禮部尚書和國公爺果然按捺不住,利用大皇子之手下毒。若是皇帝真的被毒死,大皇子必然難逃一死,他們就能坐收漁翁之利。
只可惜,他們低估了相亦瑤的醫術。
「陛下。」
相亦瑤上前一步:「這毒藥雖然厲害,但臣女已經為陛下解毒。只是這毒藥來歷不明,還需徹查。」
皇帝冷哼一聲:「還有什麼好查的?來人,把李信關入大牢,三日後問斬!」
熹貴妃癱軟在地,淚如雨下。
李啟適時上前:「父皇,此事蹊蹺,不如......」
「住口!」皇帝怒喝:「誰再為逆子求情,同罪論處!」
李啟低下頭,眼中閃過一絲冷笑。
夜深人靜,熹貴妃果然找上門來。
「五殿下。」她跪在李啟面前。
這個一向驕傲的女子,為了自己唯一的兒子不惜放下了尊嚴。
她道:「求您救救信兒!」
李啟故作驚訝:「熹妃娘娘這是做什麼?快請起。
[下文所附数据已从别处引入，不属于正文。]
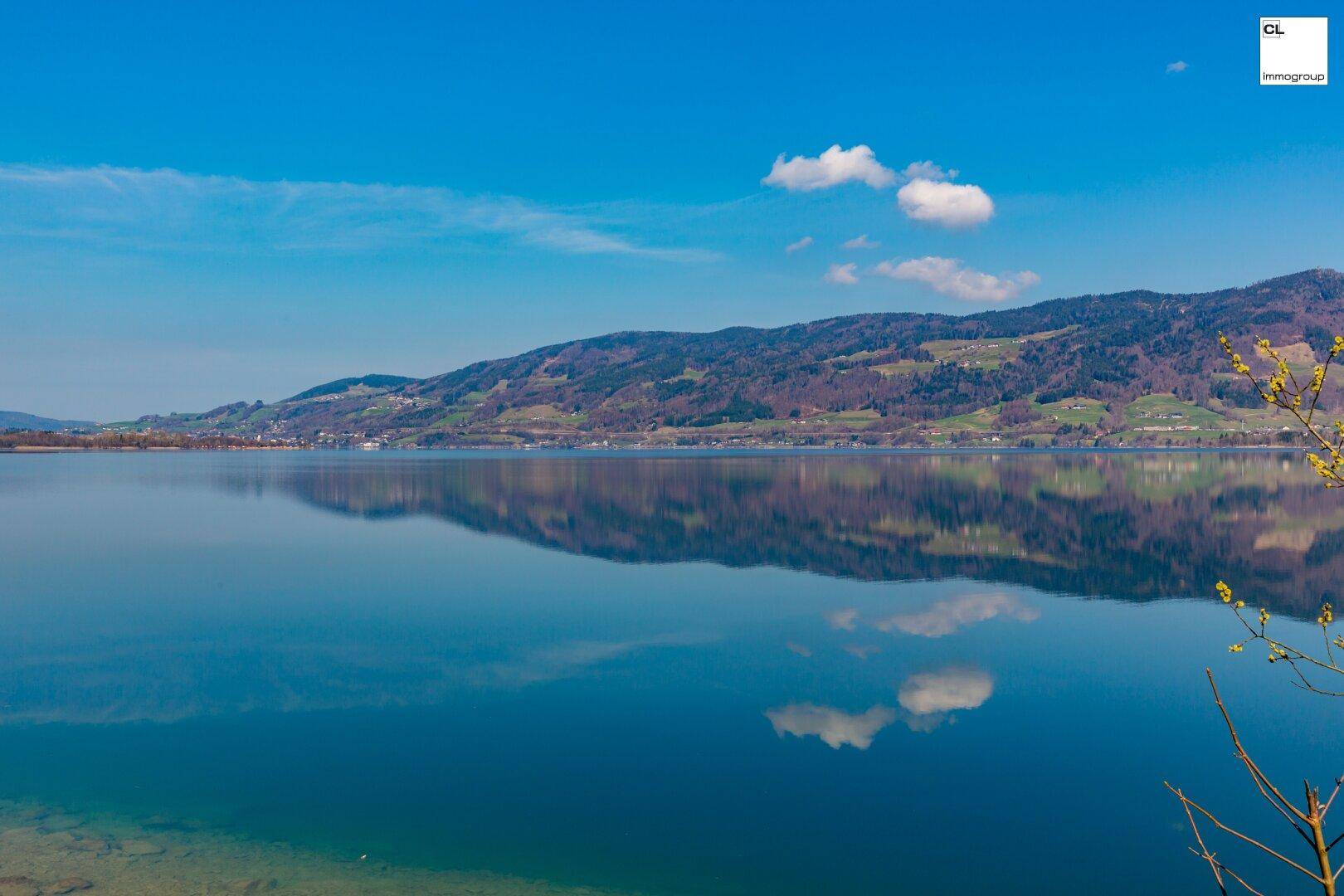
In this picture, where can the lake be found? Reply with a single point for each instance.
(620, 674)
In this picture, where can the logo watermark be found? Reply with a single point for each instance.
(1294, 50)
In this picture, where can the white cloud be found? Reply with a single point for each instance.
(947, 617)
(841, 620)
(947, 689)
(171, 210)
(938, 202)
(830, 168)
(835, 727)
(949, 277)
(928, 171)
(841, 275)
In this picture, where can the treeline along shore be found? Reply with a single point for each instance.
(41, 441)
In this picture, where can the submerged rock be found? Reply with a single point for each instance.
(90, 845)
(140, 848)
(17, 885)
(60, 822)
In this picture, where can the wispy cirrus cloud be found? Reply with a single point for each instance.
(860, 242)
(947, 616)
(949, 277)
(168, 208)
(843, 275)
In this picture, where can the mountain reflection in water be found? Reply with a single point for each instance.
(1127, 525)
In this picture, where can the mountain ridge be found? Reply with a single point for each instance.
(1064, 368)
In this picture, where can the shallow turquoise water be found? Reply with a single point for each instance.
(897, 674)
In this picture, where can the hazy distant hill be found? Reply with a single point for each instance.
(21, 421)
(1136, 366)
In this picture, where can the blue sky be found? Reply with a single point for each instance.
(238, 203)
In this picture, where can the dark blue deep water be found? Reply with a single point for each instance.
(890, 674)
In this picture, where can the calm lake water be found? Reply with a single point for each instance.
(877, 674)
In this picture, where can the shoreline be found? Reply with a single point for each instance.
(46, 850)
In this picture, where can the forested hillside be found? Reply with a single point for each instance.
(1135, 367)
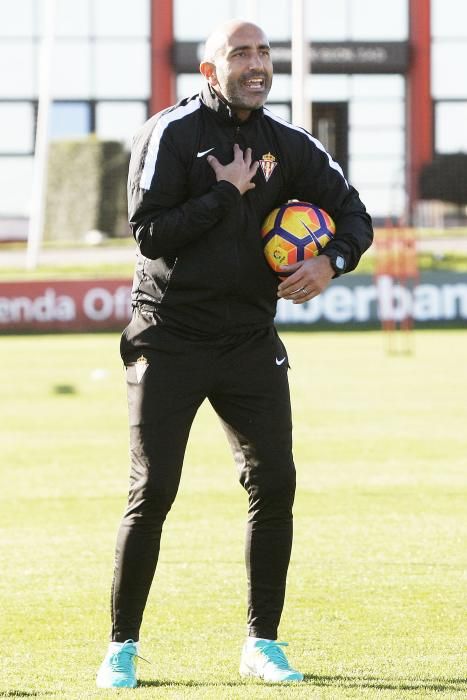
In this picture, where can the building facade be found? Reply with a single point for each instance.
(387, 88)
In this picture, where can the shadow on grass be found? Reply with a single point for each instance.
(437, 684)
(22, 693)
(397, 684)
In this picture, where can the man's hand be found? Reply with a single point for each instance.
(305, 279)
(239, 172)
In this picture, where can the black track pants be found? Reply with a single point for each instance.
(245, 380)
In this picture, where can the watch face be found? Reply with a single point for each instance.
(340, 263)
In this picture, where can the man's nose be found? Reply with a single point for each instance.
(256, 60)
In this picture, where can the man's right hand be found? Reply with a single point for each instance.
(239, 172)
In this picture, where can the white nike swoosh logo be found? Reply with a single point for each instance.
(200, 154)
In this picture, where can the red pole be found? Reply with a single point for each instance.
(162, 35)
(419, 102)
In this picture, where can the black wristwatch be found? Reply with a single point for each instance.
(337, 260)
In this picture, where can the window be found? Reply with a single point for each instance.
(122, 69)
(70, 120)
(119, 120)
(18, 69)
(451, 127)
(17, 132)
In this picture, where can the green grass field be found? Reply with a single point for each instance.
(377, 585)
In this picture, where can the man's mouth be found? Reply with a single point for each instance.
(254, 84)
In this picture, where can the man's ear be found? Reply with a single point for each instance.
(208, 69)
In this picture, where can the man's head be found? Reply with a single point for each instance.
(237, 64)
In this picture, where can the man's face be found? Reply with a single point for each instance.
(243, 70)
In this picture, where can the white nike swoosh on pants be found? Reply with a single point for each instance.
(200, 154)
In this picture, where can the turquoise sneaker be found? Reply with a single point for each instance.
(118, 670)
(266, 660)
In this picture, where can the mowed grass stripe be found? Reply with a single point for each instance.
(376, 595)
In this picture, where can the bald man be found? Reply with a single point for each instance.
(203, 176)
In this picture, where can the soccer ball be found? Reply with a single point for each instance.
(295, 231)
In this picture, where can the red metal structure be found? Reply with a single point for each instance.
(419, 103)
(162, 72)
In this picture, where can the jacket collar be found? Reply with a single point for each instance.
(222, 109)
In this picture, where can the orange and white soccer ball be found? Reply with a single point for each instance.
(295, 231)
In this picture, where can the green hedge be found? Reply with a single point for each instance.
(86, 189)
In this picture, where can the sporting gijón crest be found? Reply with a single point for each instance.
(268, 164)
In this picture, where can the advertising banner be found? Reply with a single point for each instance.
(354, 300)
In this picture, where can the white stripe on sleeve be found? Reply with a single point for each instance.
(153, 148)
(317, 143)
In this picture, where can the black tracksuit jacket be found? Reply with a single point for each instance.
(200, 270)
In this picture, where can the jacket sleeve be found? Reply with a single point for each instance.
(321, 181)
(162, 217)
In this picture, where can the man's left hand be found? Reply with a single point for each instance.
(305, 279)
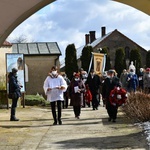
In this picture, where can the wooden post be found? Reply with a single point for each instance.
(23, 100)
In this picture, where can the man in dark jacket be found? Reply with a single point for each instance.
(93, 82)
(109, 84)
(14, 92)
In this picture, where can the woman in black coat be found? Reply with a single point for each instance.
(76, 88)
(14, 92)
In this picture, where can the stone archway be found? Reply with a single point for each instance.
(12, 13)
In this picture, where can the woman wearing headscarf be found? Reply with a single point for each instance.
(54, 86)
(76, 88)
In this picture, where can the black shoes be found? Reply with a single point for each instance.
(114, 120)
(109, 119)
(59, 122)
(13, 119)
(55, 123)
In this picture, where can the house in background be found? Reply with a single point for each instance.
(39, 58)
(112, 40)
(5, 48)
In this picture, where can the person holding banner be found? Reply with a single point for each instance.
(76, 90)
(14, 92)
(54, 87)
(94, 83)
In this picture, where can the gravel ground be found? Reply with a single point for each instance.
(92, 131)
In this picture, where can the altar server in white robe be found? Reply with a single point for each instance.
(54, 86)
」
熹貴妃不肯起身,泣不成聲:「我知道您與信兒關係一般,還是求您救救他!只有你能幫我了。」
李啟嘆了口氣:「熹妃娘娘,此事證據確鑿,我恐怕.....」
「不!」熹貴妃猛地抬頭,「信兒是冤枉的!一定是有人陷害!」
李啟眯起眼睛:「熹妃娘娘為何如此肯定?」
熹貴妃咬了咬牙:「因為......因為信兒那日根本不在宮中!」
李啟心中一動:「哦?那他在何處?」
熹貴妃猶豫了一下,終於說道:「他在……在城外的別院。」
李啟笑了:「貴妃娘娘,這話您為何不跟父皇說?」
熹貴妃臉色慘白:「我不能說……那別院是……是信兒養女人的地方。」
李啟恍然大悟。
原來如此。大皇子李信一向以賢德著稱,若是被曝出亂養女人,必然名聲掃地。
難怪熹貴妃不敢說。
「熹妃娘娘。」李啟緩緩開口:「我可以救大皇兄,但是有一個條件咱們得談談。」